Conv2d(3→64) → BN → ReLU → Pool
Conv2d(64→128) → BN → ReLU → Pool
Conv2d(128→256) → BN → ReLU → Pool
Conv2d(256→512) → BN → ReLU → Pool
Flatten → FC(32768→1024) → Dropout(0.5)
FC(1024→256) → FC(256→1) → SigmoidInput
128×128 RGB
Dataset
24,000 images
Split
80% train, 20% val
Epochs
150
Peak Accuracy
97.8%
Training Results
I initially planned around 50 epochs but decided to push it to 150 to see what would happen. The model converged rapidly. By epoch 15, validation accuracy was already above 97%. The remaining 135 epochs showed essentially no improvement, with train loss near zero and validation loss plateaued around 0.12, showing mild overfitting but excellent generalization.

Real-World Testing
I tested the model on personal pet photos and internet images. When confident, it was very confident (100% on clear dog/cat photos). On ambiguous or out-of-distribution images like cartoon cats or meme images, the confidence dropped appropriately, showing the model had learned meaningful features rather than just memorizing the training set.

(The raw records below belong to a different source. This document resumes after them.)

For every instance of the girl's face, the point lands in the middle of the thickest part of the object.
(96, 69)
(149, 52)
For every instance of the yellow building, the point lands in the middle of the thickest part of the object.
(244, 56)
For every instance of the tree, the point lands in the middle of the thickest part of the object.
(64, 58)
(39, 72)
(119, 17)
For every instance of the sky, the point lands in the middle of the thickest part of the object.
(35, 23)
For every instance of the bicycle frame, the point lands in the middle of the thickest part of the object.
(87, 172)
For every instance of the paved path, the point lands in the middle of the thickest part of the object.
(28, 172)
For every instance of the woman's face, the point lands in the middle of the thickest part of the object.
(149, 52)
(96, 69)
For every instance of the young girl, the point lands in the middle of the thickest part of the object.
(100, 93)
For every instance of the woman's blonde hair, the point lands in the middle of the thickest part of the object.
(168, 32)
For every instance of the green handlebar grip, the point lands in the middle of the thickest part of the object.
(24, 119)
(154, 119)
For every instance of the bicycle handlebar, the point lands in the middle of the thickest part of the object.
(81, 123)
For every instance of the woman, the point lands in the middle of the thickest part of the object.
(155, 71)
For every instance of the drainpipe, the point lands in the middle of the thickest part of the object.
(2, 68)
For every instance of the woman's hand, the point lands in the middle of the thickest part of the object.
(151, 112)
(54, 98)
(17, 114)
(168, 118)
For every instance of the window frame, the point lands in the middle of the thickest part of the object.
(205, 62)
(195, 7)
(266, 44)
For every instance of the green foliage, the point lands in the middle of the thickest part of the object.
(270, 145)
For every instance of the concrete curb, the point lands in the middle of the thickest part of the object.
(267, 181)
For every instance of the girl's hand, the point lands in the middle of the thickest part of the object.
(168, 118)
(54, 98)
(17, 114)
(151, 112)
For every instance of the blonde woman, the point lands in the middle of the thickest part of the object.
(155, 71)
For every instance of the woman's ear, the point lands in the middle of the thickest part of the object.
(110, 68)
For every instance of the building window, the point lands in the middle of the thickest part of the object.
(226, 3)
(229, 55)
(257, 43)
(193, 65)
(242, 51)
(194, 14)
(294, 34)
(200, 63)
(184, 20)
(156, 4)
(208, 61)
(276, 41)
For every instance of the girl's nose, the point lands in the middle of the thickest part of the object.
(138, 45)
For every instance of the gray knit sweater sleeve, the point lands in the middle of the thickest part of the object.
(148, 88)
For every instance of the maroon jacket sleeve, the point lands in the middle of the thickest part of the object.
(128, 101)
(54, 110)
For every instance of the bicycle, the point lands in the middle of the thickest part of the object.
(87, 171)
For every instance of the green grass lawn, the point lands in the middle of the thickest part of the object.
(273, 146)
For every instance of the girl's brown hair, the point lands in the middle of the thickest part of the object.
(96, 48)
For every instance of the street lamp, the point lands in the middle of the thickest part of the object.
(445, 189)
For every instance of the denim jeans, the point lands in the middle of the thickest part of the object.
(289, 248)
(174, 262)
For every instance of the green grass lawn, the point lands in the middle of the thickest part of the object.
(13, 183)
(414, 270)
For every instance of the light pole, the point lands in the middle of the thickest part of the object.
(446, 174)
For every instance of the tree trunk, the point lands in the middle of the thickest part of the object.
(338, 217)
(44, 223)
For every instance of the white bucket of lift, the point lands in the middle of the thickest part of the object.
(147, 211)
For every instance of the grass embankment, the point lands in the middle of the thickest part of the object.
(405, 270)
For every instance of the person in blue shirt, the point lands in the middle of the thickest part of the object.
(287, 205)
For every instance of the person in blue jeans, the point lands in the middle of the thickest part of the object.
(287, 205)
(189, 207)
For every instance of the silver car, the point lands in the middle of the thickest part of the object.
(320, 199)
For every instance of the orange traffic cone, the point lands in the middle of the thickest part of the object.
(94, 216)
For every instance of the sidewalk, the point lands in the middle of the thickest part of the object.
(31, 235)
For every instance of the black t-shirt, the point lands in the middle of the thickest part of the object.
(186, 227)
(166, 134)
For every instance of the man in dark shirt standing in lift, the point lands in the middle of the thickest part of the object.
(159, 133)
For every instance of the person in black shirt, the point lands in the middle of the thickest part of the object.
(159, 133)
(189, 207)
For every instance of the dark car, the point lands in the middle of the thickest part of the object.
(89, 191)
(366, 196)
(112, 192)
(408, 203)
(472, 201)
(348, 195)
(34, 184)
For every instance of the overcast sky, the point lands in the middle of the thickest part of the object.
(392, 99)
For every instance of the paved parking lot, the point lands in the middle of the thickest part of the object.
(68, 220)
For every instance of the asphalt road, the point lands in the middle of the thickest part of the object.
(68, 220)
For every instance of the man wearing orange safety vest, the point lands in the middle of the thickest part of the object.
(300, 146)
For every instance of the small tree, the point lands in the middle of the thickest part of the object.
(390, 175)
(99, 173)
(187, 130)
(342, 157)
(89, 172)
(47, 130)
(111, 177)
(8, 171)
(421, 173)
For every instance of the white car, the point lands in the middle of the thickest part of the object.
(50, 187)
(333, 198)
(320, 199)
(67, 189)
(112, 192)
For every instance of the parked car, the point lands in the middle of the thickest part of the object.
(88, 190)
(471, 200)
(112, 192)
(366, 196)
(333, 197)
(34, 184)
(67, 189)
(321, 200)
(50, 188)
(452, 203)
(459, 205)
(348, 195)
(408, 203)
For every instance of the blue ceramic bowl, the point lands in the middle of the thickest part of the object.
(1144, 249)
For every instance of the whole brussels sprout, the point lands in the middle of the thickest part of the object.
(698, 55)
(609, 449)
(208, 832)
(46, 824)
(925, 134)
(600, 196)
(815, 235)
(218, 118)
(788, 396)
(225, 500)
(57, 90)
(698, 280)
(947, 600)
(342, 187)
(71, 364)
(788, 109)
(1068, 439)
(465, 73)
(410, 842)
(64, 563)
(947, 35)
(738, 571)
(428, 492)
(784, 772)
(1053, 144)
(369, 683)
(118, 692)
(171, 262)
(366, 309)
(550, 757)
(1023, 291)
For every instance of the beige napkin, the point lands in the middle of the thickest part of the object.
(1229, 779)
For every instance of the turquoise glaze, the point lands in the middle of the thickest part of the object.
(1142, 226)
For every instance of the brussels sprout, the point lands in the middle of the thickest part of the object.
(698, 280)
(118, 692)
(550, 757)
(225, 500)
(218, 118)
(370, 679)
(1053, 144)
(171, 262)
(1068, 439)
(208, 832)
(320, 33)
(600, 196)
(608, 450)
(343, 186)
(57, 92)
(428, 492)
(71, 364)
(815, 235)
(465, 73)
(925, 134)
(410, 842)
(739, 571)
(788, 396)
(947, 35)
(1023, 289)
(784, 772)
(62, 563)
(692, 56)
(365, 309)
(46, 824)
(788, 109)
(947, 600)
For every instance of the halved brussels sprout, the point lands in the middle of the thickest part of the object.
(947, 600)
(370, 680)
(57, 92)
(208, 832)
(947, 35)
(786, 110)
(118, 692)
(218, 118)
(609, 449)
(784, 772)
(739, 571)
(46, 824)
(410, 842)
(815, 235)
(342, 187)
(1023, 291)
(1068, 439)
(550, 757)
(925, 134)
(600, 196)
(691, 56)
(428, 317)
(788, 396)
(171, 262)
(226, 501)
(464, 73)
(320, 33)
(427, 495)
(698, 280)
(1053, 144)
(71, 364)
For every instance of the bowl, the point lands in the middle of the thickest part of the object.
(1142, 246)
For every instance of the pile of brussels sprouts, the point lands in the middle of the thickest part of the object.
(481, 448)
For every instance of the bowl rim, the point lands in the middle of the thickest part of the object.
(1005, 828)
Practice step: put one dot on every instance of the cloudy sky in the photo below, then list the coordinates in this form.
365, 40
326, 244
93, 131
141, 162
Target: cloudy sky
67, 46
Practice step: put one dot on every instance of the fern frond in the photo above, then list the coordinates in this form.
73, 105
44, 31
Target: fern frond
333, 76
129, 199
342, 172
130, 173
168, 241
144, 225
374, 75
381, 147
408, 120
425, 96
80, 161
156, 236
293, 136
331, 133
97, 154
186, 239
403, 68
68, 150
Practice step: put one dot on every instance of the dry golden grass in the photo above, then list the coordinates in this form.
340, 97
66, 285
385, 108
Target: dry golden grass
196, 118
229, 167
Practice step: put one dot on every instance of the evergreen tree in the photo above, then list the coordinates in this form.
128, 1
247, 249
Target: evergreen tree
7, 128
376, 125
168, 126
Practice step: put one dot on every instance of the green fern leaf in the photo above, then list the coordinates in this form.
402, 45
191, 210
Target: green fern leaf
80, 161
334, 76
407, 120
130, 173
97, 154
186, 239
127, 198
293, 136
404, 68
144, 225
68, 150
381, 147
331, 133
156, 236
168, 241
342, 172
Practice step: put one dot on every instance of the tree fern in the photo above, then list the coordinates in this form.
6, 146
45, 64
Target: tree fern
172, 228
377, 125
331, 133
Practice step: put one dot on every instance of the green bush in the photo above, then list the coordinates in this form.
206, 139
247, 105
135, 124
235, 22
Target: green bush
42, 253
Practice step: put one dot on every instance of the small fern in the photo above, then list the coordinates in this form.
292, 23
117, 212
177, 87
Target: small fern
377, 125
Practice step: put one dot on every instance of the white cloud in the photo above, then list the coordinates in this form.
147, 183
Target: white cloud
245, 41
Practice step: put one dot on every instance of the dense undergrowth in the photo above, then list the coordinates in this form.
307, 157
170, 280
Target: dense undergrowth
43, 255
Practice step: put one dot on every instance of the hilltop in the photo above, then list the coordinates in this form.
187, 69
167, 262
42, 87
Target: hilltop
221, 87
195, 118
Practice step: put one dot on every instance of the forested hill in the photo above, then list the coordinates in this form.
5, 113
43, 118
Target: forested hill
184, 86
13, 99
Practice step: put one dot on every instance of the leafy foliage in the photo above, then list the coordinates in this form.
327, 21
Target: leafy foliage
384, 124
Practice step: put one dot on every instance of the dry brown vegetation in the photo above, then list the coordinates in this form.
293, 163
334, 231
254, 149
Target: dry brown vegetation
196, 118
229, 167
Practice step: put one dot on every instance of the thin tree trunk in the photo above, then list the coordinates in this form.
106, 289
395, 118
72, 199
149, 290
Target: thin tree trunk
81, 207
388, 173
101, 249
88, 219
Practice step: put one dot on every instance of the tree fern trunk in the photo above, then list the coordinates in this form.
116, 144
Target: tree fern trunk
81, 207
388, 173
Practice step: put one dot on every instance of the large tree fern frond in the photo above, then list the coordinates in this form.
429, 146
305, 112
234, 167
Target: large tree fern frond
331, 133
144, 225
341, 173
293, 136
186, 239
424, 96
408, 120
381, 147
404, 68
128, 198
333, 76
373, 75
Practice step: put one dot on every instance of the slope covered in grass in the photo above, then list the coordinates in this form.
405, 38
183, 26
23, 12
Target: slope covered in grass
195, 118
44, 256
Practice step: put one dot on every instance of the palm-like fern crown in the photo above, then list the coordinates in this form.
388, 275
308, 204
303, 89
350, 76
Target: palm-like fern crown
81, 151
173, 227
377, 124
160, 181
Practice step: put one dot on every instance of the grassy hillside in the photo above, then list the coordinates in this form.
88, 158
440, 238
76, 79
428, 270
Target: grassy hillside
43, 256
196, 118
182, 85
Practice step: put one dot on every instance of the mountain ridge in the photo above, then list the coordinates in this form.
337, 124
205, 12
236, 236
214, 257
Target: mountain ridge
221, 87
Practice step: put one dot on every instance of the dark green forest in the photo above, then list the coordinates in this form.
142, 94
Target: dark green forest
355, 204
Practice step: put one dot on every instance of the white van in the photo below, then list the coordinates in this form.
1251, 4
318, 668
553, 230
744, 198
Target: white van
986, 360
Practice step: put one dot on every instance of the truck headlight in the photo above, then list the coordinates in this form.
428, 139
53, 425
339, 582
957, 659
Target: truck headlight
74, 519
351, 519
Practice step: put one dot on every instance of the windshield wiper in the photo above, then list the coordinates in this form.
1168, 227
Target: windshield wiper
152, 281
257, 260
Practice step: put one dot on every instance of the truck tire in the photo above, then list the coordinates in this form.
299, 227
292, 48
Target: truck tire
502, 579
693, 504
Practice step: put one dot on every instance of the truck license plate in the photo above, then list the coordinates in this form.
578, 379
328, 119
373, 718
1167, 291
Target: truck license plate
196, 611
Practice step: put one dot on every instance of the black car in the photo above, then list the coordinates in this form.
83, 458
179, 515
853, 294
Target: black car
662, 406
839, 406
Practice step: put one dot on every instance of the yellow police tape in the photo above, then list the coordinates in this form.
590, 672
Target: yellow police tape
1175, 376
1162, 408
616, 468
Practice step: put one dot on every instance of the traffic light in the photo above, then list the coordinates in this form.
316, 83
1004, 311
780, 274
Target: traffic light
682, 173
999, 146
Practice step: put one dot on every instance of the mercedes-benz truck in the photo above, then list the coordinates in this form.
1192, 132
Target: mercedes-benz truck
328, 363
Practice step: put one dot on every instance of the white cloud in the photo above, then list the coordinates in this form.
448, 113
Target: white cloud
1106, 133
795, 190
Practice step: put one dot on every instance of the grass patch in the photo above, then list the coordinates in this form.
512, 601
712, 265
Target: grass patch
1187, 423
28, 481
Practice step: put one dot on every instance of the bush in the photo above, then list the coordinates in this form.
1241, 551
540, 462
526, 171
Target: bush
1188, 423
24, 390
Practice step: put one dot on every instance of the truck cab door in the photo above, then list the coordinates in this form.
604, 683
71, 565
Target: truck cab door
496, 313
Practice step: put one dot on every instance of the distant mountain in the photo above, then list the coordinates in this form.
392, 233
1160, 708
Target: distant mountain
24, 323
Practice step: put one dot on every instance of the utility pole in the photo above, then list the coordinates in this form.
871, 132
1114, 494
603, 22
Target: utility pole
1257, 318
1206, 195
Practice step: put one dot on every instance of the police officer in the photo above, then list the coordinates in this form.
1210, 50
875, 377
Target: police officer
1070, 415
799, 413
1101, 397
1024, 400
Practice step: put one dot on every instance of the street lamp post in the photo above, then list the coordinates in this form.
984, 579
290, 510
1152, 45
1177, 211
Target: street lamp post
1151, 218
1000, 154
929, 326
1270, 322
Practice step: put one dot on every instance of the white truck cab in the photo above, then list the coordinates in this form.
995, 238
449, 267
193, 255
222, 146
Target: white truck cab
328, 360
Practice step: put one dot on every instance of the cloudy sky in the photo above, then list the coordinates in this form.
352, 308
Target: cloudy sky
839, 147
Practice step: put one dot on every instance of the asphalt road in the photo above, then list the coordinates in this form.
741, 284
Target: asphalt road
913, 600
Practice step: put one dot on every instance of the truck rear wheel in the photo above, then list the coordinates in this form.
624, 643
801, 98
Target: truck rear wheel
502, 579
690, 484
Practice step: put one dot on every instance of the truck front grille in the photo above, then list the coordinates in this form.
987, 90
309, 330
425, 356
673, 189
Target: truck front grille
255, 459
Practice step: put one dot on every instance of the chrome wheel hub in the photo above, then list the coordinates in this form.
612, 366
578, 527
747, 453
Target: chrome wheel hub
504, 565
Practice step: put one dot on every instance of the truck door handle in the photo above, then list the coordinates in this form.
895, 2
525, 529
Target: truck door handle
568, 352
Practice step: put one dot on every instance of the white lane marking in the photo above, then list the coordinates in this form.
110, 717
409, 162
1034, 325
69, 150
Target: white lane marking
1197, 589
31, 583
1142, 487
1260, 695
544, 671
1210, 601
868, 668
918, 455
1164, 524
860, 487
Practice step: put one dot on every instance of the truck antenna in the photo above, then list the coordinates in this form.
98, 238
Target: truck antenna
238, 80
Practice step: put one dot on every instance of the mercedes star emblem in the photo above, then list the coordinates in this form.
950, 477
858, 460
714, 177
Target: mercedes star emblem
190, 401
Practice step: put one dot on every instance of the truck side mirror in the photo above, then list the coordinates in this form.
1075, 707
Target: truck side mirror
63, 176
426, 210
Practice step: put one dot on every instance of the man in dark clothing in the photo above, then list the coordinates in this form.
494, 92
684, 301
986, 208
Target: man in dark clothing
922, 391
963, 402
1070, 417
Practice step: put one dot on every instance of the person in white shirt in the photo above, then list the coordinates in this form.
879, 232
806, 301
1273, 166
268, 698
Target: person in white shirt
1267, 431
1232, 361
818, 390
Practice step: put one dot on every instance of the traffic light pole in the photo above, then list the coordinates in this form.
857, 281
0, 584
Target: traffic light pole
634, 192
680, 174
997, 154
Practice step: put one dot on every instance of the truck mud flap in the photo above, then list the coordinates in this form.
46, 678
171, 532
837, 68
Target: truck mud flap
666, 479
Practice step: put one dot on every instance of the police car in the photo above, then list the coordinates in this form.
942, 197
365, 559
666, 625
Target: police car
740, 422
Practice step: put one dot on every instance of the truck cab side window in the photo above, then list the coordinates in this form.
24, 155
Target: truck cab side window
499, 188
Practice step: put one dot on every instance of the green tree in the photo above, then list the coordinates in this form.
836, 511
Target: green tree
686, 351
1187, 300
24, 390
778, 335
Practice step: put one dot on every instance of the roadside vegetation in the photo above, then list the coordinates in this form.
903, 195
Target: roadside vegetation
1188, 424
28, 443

This first exposure to machine learning helped me realize how much of a black box AI is, but conversely, how engineerable it is. The project showed that with the right architecture, data pipeline, and training setup, you can build something that genuinely works without fully understanding every mathematical detail of why it works. That tension between black-box behavior and practical engineering is what made ML click for me.